Movies and TV depict men as threats, or else fathers as a joke.
Or else they are simply absent.
And, of course, in reality that is often true.
Before it seems I am pointing the finger elsewhere, let me say this:
Too many of our spiritual fathers – priests and bishops –
have degraded themselves and shamed the Church.
So what do we do? Again, specifically addressing the boys and men:
You are a father now, or else you hope to be.
I accepted the call to be a spiritual father,
and I am confident there are other men here
who God wants to be priests as well.
Whatever our path, what we do is we stand up and be men.
You’ve heard this before: we guard, we guide and we give.
If other men, other fathers, are dropping the ball, let’s pick it up!
Your spiritual leadership, here at Mass and at home,
play a huge role in leading your children to a healthy and lasting faith.
No guarantees, but it will give you and them every advantage.
Lead your children to Mass; lead them in prayer;
Above all, show them what true generosity, true love, looks like.
My father has been gone awhile, but his lessons are with me always;
And it will be the same for your children long decades in the future!
And if you will forgive me, I’m going to give a plug
for our annual Men’s Prayer Walk.
Every year at this time – coming up on Friday, June 28 –
all the boys and men of every age are invited to come together
to walk a couple of miles around the perimeter of our parish,
after which we have a meal and fellowship.
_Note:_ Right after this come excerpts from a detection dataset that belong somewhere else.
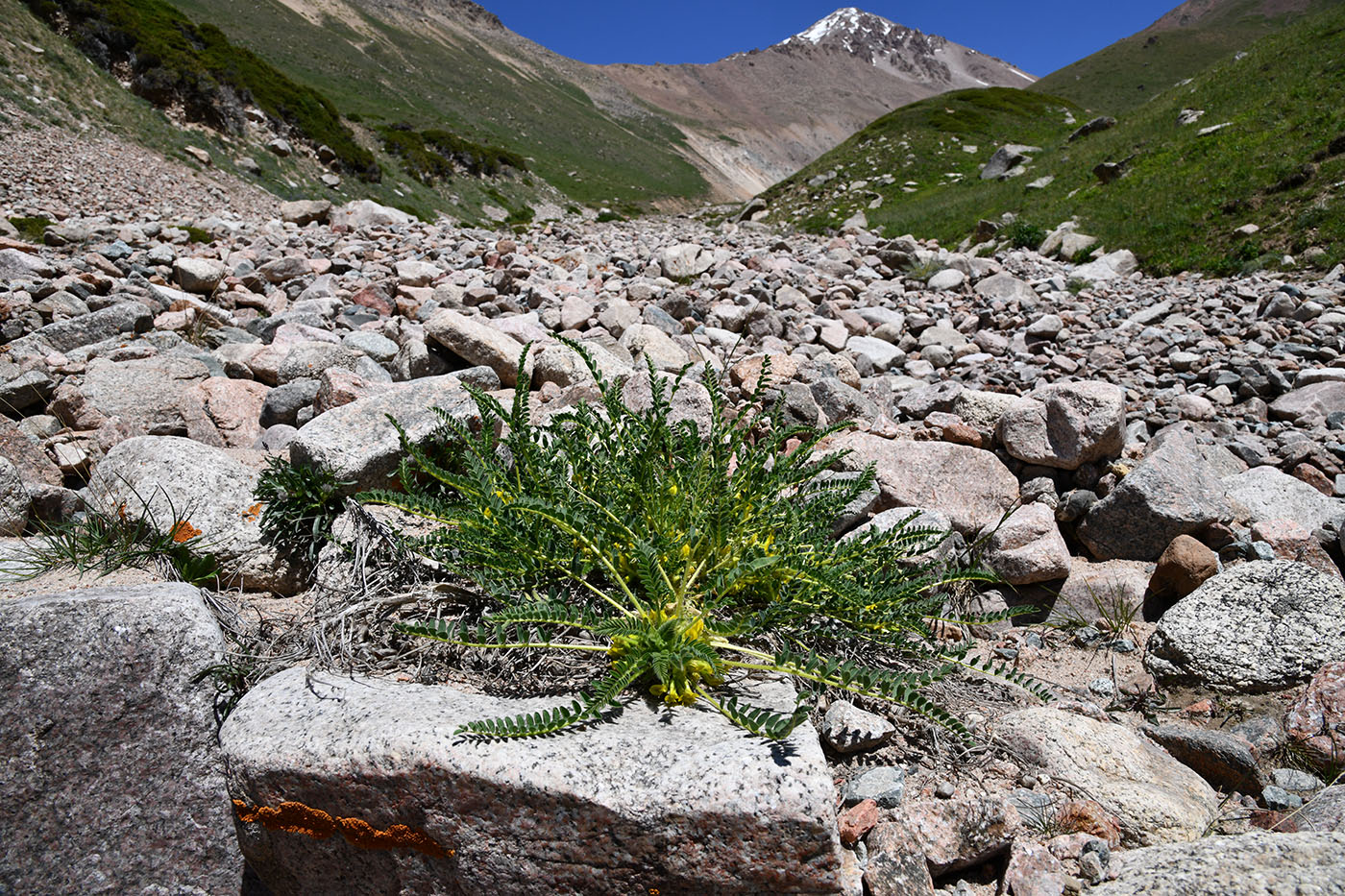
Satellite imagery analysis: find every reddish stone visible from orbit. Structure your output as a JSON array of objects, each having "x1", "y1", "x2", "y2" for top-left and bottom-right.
[
  {"x1": 192, "y1": 376, "x2": 270, "y2": 448},
  {"x1": 1294, "y1": 464, "x2": 1335, "y2": 497},
  {"x1": 1146, "y1": 536, "x2": 1218, "y2": 604},
  {"x1": 1252, "y1": 520, "x2": 1341, "y2": 578},
  {"x1": 313, "y1": 367, "x2": 391, "y2": 416},
  {"x1": 350, "y1": 286, "x2": 393, "y2": 316},
  {"x1": 1284, "y1": 661, "x2": 1345, "y2": 768},
  {"x1": 1183, "y1": 697, "x2": 1214, "y2": 715},
  {"x1": 1005, "y1": 841, "x2": 1065, "y2": 896},
  {"x1": 837, "y1": 799, "x2": 878, "y2": 846},
  {"x1": 1056, "y1": 799, "x2": 1120, "y2": 849}
]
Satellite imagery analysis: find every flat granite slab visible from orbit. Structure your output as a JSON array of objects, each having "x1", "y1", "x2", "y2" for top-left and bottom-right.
[{"x1": 221, "y1": 668, "x2": 841, "y2": 896}]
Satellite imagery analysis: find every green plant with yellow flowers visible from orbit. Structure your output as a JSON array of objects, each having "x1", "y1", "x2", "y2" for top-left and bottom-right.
[{"x1": 362, "y1": 346, "x2": 1049, "y2": 739}]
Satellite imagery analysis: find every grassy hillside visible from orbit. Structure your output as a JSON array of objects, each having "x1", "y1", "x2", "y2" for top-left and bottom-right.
[
  {"x1": 766, "y1": 6, "x2": 1345, "y2": 275},
  {"x1": 163, "y1": 0, "x2": 707, "y2": 208},
  {"x1": 1029, "y1": 0, "x2": 1339, "y2": 114}
]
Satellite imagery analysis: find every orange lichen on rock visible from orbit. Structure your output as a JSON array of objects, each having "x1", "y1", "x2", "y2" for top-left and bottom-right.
[
  {"x1": 171, "y1": 520, "x2": 201, "y2": 545},
  {"x1": 234, "y1": 799, "x2": 453, "y2": 859}
]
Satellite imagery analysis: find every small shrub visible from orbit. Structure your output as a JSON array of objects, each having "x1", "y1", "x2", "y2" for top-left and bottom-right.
[
  {"x1": 11, "y1": 484, "x2": 219, "y2": 587},
  {"x1": 360, "y1": 347, "x2": 1045, "y2": 739},
  {"x1": 999, "y1": 218, "x2": 1046, "y2": 249},
  {"x1": 255, "y1": 457, "x2": 350, "y2": 569}
]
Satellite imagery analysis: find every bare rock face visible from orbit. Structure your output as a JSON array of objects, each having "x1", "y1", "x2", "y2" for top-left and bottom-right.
[
  {"x1": 1088, "y1": 833, "x2": 1345, "y2": 896},
  {"x1": 995, "y1": 708, "x2": 1218, "y2": 846},
  {"x1": 826, "y1": 432, "x2": 1018, "y2": 533},
  {"x1": 986, "y1": 504, "x2": 1069, "y2": 585},
  {"x1": 0, "y1": 584, "x2": 242, "y2": 896},
  {"x1": 0, "y1": 457, "x2": 33, "y2": 536},
  {"x1": 999, "y1": 382, "x2": 1126, "y2": 470},
  {"x1": 88, "y1": 436, "x2": 302, "y2": 593},
  {"x1": 1046, "y1": 557, "x2": 1154, "y2": 625},
  {"x1": 221, "y1": 668, "x2": 841, "y2": 896},
  {"x1": 1144, "y1": 560, "x2": 1345, "y2": 692},
  {"x1": 1079, "y1": 424, "x2": 1232, "y2": 560},
  {"x1": 868, "y1": 796, "x2": 1022, "y2": 877},
  {"x1": 1285, "y1": 662, "x2": 1345, "y2": 768},
  {"x1": 289, "y1": 375, "x2": 477, "y2": 491},
  {"x1": 425, "y1": 309, "x2": 524, "y2": 386},
  {"x1": 53, "y1": 356, "x2": 219, "y2": 444}
]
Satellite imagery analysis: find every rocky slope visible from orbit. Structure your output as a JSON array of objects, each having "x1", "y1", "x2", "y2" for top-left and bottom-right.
[
  {"x1": 1036, "y1": 0, "x2": 1338, "y2": 114},
  {"x1": 0, "y1": 152, "x2": 1345, "y2": 896},
  {"x1": 604, "y1": 7, "x2": 1035, "y2": 195}
]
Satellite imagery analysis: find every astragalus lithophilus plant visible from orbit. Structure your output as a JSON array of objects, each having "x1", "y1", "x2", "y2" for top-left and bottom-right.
[{"x1": 363, "y1": 347, "x2": 1043, "y2": 739}]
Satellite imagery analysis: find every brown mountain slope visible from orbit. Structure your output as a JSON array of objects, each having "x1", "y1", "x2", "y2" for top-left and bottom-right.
[{"x1": 602, "y1": 7, "x2": 1035, "y2": 195}]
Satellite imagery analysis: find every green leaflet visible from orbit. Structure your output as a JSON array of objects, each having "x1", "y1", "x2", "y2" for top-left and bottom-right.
[{"x1": 362, "y1": 343, "x2": 1046, "y2": 739}]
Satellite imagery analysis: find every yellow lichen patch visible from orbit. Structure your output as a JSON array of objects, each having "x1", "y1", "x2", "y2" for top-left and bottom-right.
[
  {"x1": 171, "y1": 520, "x2": 201, "y2": 545},
  {"x1": 234, "y1": 799, "x2": 453, "y2": 859}
]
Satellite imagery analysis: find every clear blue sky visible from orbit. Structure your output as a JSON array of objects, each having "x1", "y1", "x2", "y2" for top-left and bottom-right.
[{"x1": 477, "y1": 0, "x2": 1180, "y2": 75}]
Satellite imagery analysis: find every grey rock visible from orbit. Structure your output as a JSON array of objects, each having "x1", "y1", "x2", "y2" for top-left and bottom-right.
[
  {"x1": 975, "y1": 273, "x2": 1041, "y2": 308},
  {"x1": 981, "y1": 142, "x2": 1037, "y2": 181},
  {"x1": 425, "y1": 309, "x2": 524, "y2": 386},
  {"x1": 619, "y1": 368, "x2": 714, "y2": 436},
  {"x1": 844, "y1": 330, "x2": 901, "y2": 370},
  {"x1": 257, "y1": 255, "x2": 313, "y2": 284},
  {"x1": 1143, "y1": 725, "x2": 1267, "y2": 794},
  {"x1": 925, "y1": 268, "x2": 967, "y2": 292},
  {"x1": 330, "y1": 199, "x2": 416, "y2": 230},
  {"x1": 1009, "y1": 787, "x2": 1056, "y2": 828},
  {"x1": 259, "y1": 379, "x2": 322, "y2": 427},
  {"x1": 342, "y1": 329, "x2": 398, "y2": 365},
  {"x1": 995, "y1": 708, "x2": 1218, "y2": 846},
  {"x1": 0, "y1": 249, "x2": 57, "y2": 279},
  {"x1": 0, "y1": 369, "x2": 55, "y2": 410},
  {"x1": 986, "y1": 503, "x2": 1069, "y2": 585},
  {"x1": 821, "y1": 699, "x2": 897, "y2": 754},
  {"x1": 0, "y1": 584, "x2": 242, "y2": 896},
  {"x1": 811, "y1": 376, "x2": 880, "y2": 424},
  {"x1": 1046, "y1": 557, "x2": 1154, "y2": 628},
  {"x1": 842, "y1": 765, "x2": 907, "y2": 809},
  {"x1": 174, "y1": 258, "x2": 225, "y2": 296},
  {"x1": 51, "y1": 355, "x2": 219, "y2": 441},
  {"x1": 653, "y1": 242, "x2": 714, "y2": 279},
  {"x1": 88, "y1": 436, "x2": 303, "y2": 593},
  {"x1": 280, "y1": 199, "x2": 332, "y2": 228},
  {"x1": 289, "y1": 375, "x2": 477, "y2": 491},
  {"x1": 1261, "y1": 785, "x2": 1304, "y2": 812},
  {"x1": 1224, "y1": 467, "x2": 1345, "y2": 531},
  {"x1": 221, "y1": 668, "x2": 840, "y2": 895},
  {"x1": 276, "y1": 342, "x2": 362, "y2": 386},
  {"x1": 1271, "y1": 768, "x2": 1322, "y2": 796},
  {"x1": 1088, "y1": 833, "x2": 1345, "y2": 896},
  {"x1": 998, "y1": 382, "x2": 1126, "y2": 470},
  {"x1": 525, "y1": 342, "x2": 629, "y2": 389},
  {"x1": 1144, "y1": 560, "x2": 1345, "y2": 692},
  {"x1": 1079, "y1": 433, "x2": 1232, "y2": 560},
  {"x1": 1270, "y1": 380, "x2": 1345, "y2": 421},
  {"x1": 827, "y1": 432, "x2": 1018, "y2": 534},
  {"x1": 1294, "y1": 785, "x2": 1345, "y2": 835},
  {"x1": 10, "y1": 302, "x2": 154, "y2": 356},
  {"x1": 0, "y1": 457, "x2": 33, "y2": 536},
  {"x1": 620, "y1": 325, "x2": 687, "y2": 373}
]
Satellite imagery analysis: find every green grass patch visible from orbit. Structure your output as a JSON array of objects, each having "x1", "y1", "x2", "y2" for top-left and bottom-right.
[
  {"x1": 10, "y1": 217, "x2": 55, "y2": 242},
  {"x1": 766, "y1": 6, "x2": 1345, "y2": 276},
  {"x1": 24, "y1": 0, "x2": 380, "y2": 181}
]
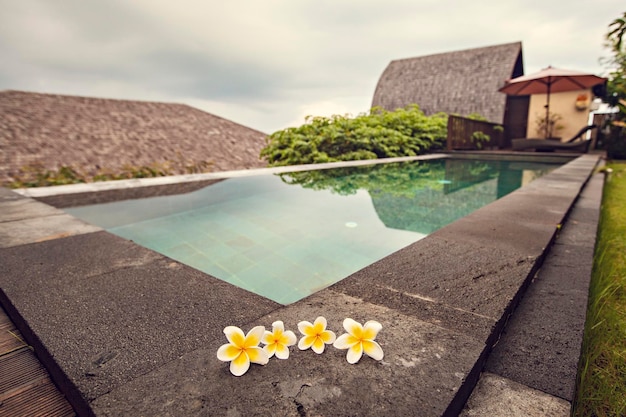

We’ll meet behind my house by 5:30 pm, board some hay wagons,
Ride out to the road where we’ll walk and pray, and then come back.
If you can’t walk, just ride on the hay wagon, or bring your golf cart!
Why do this? To be men; to be fathers,
who provide spiritual leadership, and spiritual protection,
for our parish. To teach our sons and grandsons.
And in all that, we show God’s face to our community.